Below is a piece by Walter Benn Michaels written last March. I am posting an excerpt from it because it hints at but doesn't get to a point I've been thinking about, namely, that Occupy was a proto-party. What do I mean by that? Well, consider the discussion of demands. It went round and round between specific demands, impossible demands, no demands, the premature nature of demands, etc. There was no 'one demand' (contra Adbusters' call for one). Most folks, myself included, thought the absence of demands was a weakness, a problem, or even a symptom (the position I took). At the same time, what was announced, early in September? A declaration of occupation that took the form of a list of grievances and a statement of principles of solidarity. These general statements don't make much sense when viewed in terms of movement politics. They are too broad, too amorphous. They establish the set of ideas that bring people together, that provide a common basis for political struggle. They are the sorts of ideas incorporating a body of and in struggle, a militant political body.

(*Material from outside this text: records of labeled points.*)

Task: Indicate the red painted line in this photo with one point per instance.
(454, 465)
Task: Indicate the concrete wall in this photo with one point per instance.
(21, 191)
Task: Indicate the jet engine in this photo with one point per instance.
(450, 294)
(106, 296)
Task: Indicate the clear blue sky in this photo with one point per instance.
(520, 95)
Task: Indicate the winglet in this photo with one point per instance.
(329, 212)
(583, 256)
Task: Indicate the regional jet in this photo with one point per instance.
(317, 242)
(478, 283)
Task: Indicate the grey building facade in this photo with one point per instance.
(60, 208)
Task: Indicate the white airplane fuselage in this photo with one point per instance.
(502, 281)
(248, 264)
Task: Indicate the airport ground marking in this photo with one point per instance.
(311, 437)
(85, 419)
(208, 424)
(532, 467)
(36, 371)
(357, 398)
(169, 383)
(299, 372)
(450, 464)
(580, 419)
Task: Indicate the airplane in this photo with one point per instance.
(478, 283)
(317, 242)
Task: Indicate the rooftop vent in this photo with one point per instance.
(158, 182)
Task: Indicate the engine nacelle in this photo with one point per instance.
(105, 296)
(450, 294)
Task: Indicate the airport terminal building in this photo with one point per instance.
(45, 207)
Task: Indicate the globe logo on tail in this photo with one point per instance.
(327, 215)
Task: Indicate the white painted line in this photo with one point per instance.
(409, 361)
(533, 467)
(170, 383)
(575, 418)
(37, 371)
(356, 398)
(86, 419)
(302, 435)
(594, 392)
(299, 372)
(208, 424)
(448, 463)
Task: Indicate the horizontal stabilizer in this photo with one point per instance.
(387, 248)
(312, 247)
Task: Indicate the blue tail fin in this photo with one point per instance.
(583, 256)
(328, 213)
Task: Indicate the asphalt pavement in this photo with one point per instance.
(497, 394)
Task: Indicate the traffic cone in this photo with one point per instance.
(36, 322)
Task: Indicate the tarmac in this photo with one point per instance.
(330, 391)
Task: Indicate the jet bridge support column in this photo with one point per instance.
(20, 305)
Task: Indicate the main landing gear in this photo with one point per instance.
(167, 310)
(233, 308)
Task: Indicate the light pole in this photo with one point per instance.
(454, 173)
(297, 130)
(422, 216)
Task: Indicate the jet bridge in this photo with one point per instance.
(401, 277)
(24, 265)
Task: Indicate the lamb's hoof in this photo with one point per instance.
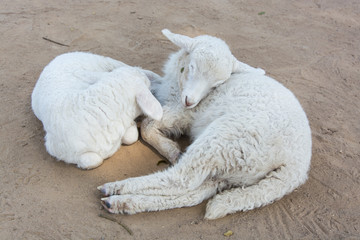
(102, 190)
(105, 203)
(89, 160)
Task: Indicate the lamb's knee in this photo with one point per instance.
(131, 135)
(89, 160)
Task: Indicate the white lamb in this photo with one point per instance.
(251, 138)
(88, 103)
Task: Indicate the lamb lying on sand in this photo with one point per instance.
(88, 103)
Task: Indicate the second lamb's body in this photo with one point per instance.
(87, 104)
(251, 138)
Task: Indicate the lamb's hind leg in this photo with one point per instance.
(194, 167)
(187, 175)
(274, 186)
(131, 204)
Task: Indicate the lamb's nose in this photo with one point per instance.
(188, 103)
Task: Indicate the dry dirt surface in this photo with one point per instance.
(312, 47)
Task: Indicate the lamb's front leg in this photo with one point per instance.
(131, 204)
(154, 133)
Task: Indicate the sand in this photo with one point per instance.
(312, 47)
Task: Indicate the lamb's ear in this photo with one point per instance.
(239, 67)
(149, 104)
(182, 41)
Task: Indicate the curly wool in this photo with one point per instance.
(251, 138)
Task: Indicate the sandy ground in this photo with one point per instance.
(312, 47)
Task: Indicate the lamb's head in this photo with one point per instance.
(138, 85)
(206, 63)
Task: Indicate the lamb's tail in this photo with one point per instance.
(273, 187)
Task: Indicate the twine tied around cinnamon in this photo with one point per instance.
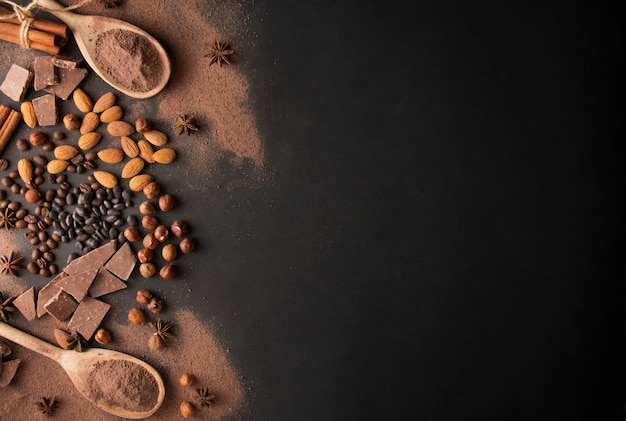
(26, 17)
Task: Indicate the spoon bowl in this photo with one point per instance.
(101, 375)
(138, 76)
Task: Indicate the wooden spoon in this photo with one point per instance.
(87, 29)
(80, 365)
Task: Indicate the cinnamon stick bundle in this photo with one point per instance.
(43, 35)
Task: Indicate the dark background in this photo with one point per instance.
(440, 237)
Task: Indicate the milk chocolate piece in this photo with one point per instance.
(48, 292)
(88, 317)
(92, 260)
(16, 82)
(78, 285)
(61, 306)
(25, 303)
(105, 283)
(68, 81)
(122, 263)
(46, 110)
(45, 73)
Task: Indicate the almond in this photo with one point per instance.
(164, 156)
(28, 114)
(25, 170)
(65, 152)
(111, 155)
(57, 166)
(133, 167)
(111, 114)
(89, 140)
(107, 179)
(155, 137)
(138, 182)
(90, 123)
(105, 101)
(129, 146)
(82, 100)
(120, 128)
(145, 151)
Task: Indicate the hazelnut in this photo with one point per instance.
(155, 305)
(136, 316)
(143, 296)
(166, 202)
(147, 208)
(186, 380)
(179, 228)
(71, 122)
(147, 269)
(145, 255)
(168, 272)
(152, 190)
(169, 252)
(103, 336)
(162, 233)
(37, 138)
(149, 222)
(142, 125)
(150, 242)
(132, 234)
(186, 409)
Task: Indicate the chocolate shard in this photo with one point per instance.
(78, 285)
(45, 73)
(47, 292)
(105, 283)
(88, 317)
(25, 303)
(61, 306)
(122, 263)
(46, 110)
(16, 82)
(92, 260)
(69, 79)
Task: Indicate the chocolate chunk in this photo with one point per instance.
(78, 285)
(25, 303)
(16, 82)
(88, 317)
(68, 81)
(61, 306)
(45, 73)
(105, 283)
(46, 110)
(122, 263)
(92, 260)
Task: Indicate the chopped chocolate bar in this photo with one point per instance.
(61, 306)
(68, 81)
(78, 285)
(46, 110)
(25, 303)
(45, 73)
(16, 82)
(88, 317)
(105, 283)
(122, 263)
(92, 260)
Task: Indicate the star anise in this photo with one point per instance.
(10, 264)
(185, 124)
(219, 53)
(46, 405)
(6, 307)
(206, 398)
(7, 219)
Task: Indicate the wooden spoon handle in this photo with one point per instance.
(30, 342)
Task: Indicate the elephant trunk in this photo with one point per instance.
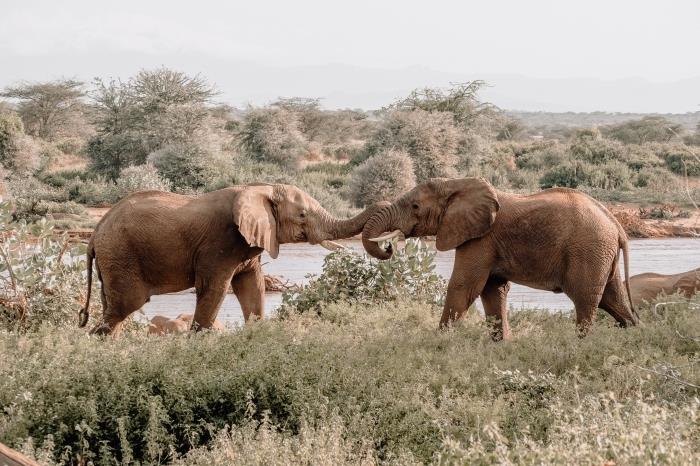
(380, 222)
(334, 228)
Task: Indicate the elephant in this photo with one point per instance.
(161, 325)
(154, 242)
(645, 287)
(558, 239)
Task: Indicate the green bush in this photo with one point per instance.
(40, 275)
(59, 179)
(352, 277)
(569, 175)
(273, 135)
(11, 130)
(383, 177)
(109, 154)
(680, 159)
(140, 178)
(379, 382)
(430, 139)
(598, 151)
(647, 129)
(190, 166)
(93, 192)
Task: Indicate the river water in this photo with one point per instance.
(295, 261)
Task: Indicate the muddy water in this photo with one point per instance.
(297, 260)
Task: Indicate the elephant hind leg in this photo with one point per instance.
(616, 303)
(210, 295)
(119, 300)
(493, 297)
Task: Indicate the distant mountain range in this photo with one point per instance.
(347, 86)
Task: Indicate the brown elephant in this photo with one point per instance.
(645, 287)
(157, 242)
(559, 240)
(161, 325)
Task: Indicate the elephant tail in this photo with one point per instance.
(625, 250)
(85, 311)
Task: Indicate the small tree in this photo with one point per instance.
(273, 135)
(154, 109)
(383, 177)
(47, 108)
(647, 129)
(429, 138)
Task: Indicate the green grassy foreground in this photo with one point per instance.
(361, 384)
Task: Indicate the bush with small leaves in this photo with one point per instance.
(569, 175)
(273, 135)
(40, 274)
(94, 192)
(190, 166)
(383, 177)
(140, 178)
(431, 139)
(351, 277)
(679, 159)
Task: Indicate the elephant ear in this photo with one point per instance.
(254, 213)
(471, 209)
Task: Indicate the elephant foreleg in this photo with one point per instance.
(210, 295)
(469, 276)
(493, 297)
(249, 287)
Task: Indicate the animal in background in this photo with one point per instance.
(646, 287)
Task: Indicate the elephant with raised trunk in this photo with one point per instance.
(646, 287)
(155, 242)
(559, 240)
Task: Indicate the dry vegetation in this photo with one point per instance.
(65, 143)
(350, 372)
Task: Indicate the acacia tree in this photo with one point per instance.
(47, 108)
(156, 108)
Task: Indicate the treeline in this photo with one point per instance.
(66, 144)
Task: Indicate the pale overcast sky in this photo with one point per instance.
(656, 41)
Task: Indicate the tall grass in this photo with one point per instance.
(362, 384)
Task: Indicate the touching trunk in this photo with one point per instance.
(333, 228)
(379, 223)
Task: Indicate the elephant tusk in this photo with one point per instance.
(331, 245)
(386, 237)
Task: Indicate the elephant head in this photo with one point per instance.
(268, 215)
(454, 210)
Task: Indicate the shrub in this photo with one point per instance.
(656, 179)
(378, 380)
(647, 129)
(430, 139)
(190, 166)
(612, 175)
(569, 175)
(383, 177)
(41, 275)
(598, 151)
(140, 178)
(109, 154)
(61, 178)
(540, 157)
(11, 129)
(351, 277)
(97, 192)
(273, 135)
(680, 159)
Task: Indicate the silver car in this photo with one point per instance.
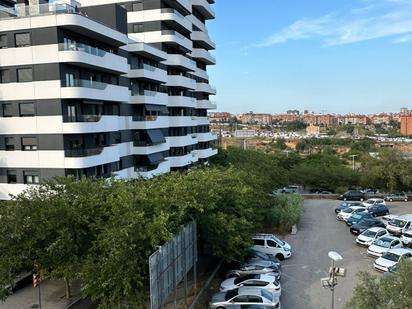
(244, 296)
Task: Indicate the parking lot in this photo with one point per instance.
(318, 233)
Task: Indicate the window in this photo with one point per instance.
(22, 39)
(259, 242)
(4, 76)
(26, 109)
(7, 110)
(25, 75)
(11, 176)
(28, 143)
(138, 28)
(3, 41)
(31, 177)
(9, 143)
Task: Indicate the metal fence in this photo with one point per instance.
(170, 264)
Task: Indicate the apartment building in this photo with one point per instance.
(103, 89)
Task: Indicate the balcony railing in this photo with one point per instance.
(81, 152)
(74, 46)
(85, 83)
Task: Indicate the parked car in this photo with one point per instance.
(365, 224)
(373, 201)
(397, 196)
(399, 224)
(253, 270)
(253, 256)
(252, 281)
(243, 295)
(406, 238)
(346, 213)
(378, 210)
(383, 244)
(391, 258)
(270, 244)
(353, 196)
(357, 217)
(370, 235)
(345, 205)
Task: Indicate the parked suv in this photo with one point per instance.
(353, 196)
(270, 244)
(397, 196)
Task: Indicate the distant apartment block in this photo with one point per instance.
(103, 88)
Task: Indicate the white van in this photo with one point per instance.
(400, 224)
(271, 245)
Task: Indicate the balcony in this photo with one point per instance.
(181, 62)
(88, 89)
(181, 101)
(203, 55)
(203, 39)
(88, 56)
(149, 97)
(182, 161)
(206, 104)
(148, 72)
(181, 81)
(205, 87)
(203, 6)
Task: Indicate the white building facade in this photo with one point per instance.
(103, 88)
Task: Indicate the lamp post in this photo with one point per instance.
(331, 281)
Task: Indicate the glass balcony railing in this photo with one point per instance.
(81, 152)
(85, 83)
(74, 46)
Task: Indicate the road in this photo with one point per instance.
(319, 233)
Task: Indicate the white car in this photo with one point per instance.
(346, 213)
(383, 245)
(271, 245)
(374, 201)
(391, 258)
(252, 281)
(244, 296)
(370, 235)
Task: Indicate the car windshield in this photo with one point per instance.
(383, 242)
(230, 294)
(391, 256)
(368, 233)
(266, 294)
(397, 222)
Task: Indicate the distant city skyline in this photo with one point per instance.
(338, 56)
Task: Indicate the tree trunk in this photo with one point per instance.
(68, 291)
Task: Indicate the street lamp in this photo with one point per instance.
(331, 281)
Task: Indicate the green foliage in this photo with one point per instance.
(388, 292)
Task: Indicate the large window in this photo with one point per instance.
(9, 143)
(28, 143)
(22, 39)
(11, 176)
(31, 177)
(26, 109)
(3, 41)
(7, 110)
(25, 75)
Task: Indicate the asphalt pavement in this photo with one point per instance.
(318, 233)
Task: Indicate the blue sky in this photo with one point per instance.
(334, 56)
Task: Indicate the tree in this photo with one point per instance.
(388, 292)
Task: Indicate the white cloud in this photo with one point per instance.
(374, 20)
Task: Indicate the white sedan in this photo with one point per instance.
(244, 296)
(347, 212)
(370, 235)
(391, 258)
(382, 245)
(253, 281)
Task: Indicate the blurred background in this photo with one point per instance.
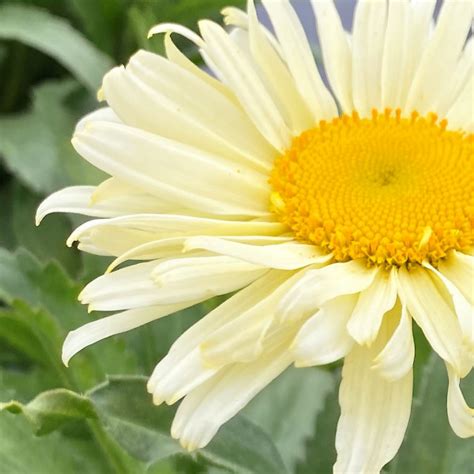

To limit them would be to stunt or deform that body.
Further, what else was happening? The formation of multiple working groups. Some were focused on operations. Others focused on political issues like alternative banking, education, and foreclosures. Again, this suggests a party not a moment. A party focuses on operations as well as multiple issue categories on which it formulates a position and struggles for outcomes. Or, better, a party is an apparatus for formulating positions and struggling for outcomes. To be an effective apparatus, it also has to concern itself with its own operations. Hostility toward party thinking, fear of centralism and vanguardism, and a generalized mistrust of leaders and hierarchies prevented this sort of step from being taken.
Such fear and mistrust was justified. It made sense given the compromise and failure of both the mainstream and the sectarian parties of the last decades. Occupy as it continued operated primarily in ways that attempted to build trust, confidence, and capacities. The most recent inspiring steps coming from Occupy participate in this building. But, they are losing what made Occupy so inspiring: it's large, general, proto-party energy. Strike Debt and Occupy Sandy are important, admirable. They seem, though, to be rooted in the sense that Occupy's failure was its broadness, its absense of specificity. In response, they are more focused, essentially single issue groups that have a hard time either extending themselves or in providing a particular that can hegemonize the political field. Strike Debt in particular is working on this (it's well aware of the importance of this move; yet, its focus on debt seems more like issue politics than anything else; this seems clear when its goals are presented as a debt jubilee. There is nothing wrong with this idea, but it is an issue for a movement, a component of a platform, not a positive idea that can name a political subject).
The question of what Occupy Wall Street wants has been a hard one to answer—despite or because of Adbuster’s founding call for “one” “simple” and “uncomplicated” “demand.” This is partly because the Adbuster candidate, “Democracy without Corporatocracy,” was a little vague and partly because the many specific demands that followed it—from reinstating Glass-Steagall to reforming campaign finance to establishing an “Office of the Citizen”—didn’t really capture the radical spirit of the movement. What emerged as most characteristic of OWS was something like a critique of the very idea of demands: we refuse to make any because we refuse to acknowledge that anyone has the authority to accede to them, or we will make only demands that cannot be met. But this strategy, not unlike the mechanism of occupation itself, has obvious limitations: going someplace just because you’re not supposed to be there and asking for something only as long as you can’t possibly get it doesn’t look like a recipe for changing the world.
Nonetheless, because of Occupy Wall Street, the world has begun to change, and it did so the minute OWS adopted the slogan “We are the 99%.” Economic inequality has been increasing for over half a century; in 1962 the bottom 80% of American households had 19.1% of the country’s wealth; by 2007 that number had dropped to 15.0%. But it took the housing crisis—when the loss became not only relative (the share went down to 12.8%) but also absolute (between 1983 and 2009 the net worth of the bottom 80% dropped from $65,300 to $62,900)—for redistribution (upward) to begin to look like a problem (Allegretto 5–6). And it took OWS to make redistribution (downward) begin to look like a solution. To bring the point a little closer to home, it has taken “We are the 99%” to help us professors get a clearer take on the fact that when it comes to class difference, even though we have understood our universities to be part of the solution, they are in fact part of the problem.